Ahora, en Mihria, sabía que aquella palabra tenía un significado complejo que no era capaz de comprender por ella sola y que, necesariamente, venía de la mano con el dolor.

Ophelia amaba tanto a Oliv, que soportó las peores penurias sin quejarse ni una sola vez, solo para que ella se encontrara bien.

E Ina también amaba a Ophelia. Fue por eso que su pérdida le carcomía el corazón como las larvas engullían los cadáveres que desechó.

Amaba también a Ireia, quien había actuado como su madre cuando la real decidió ignorarla por completo, pero se trataba de un tipo de amor diferente. No sabía cómo describirlo.

¿Cuántos tipos existirían entonces? ¿Sería capaz de volver a sentir algo similar?

Estornudó cuando sintió una minúscula mota de polvo entrar por su nariz. El libro que estaba terminando de copiar estaba lleno de ellas.
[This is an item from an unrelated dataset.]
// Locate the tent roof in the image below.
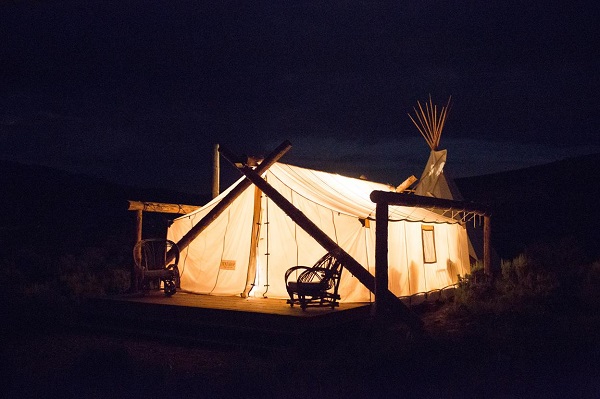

El viejo Aris ni siquiera se molestó en saludarla el primer día que llegó a trabajar luego de su ausencia de varias jornadas. Sabía que Ina conocía bien las condiciones: si quería conservar el trabajo, debía entregar copias terminadas en el plazo establecido, el cual se cumplía exactamente ese día.

Si tenía que trabajar durante horas sin parar ni comer, debía hacerlo.

Para su fortuna, terminó su trabajo con dos horas sobrantes.

—Excelente —reconoció el hombre—. Tu letra tiene un buen trazo y no logré identificar errores —Luego de hacer su revisión, cerró el libro y suspiró. No parecía enojado como siempre—. Puedes tomarte la libertad de elegir otro, pero no necesariamente debes empezarlo ahora.

Antes de siquiera dejarle pensar una respuesta, tomó a la chica por un brazo y la llevó a la sección de libros antiguos. Frente a ella, aún era visible aquel libro que brillaba del mismo color que el alma que pesaba en su espalda.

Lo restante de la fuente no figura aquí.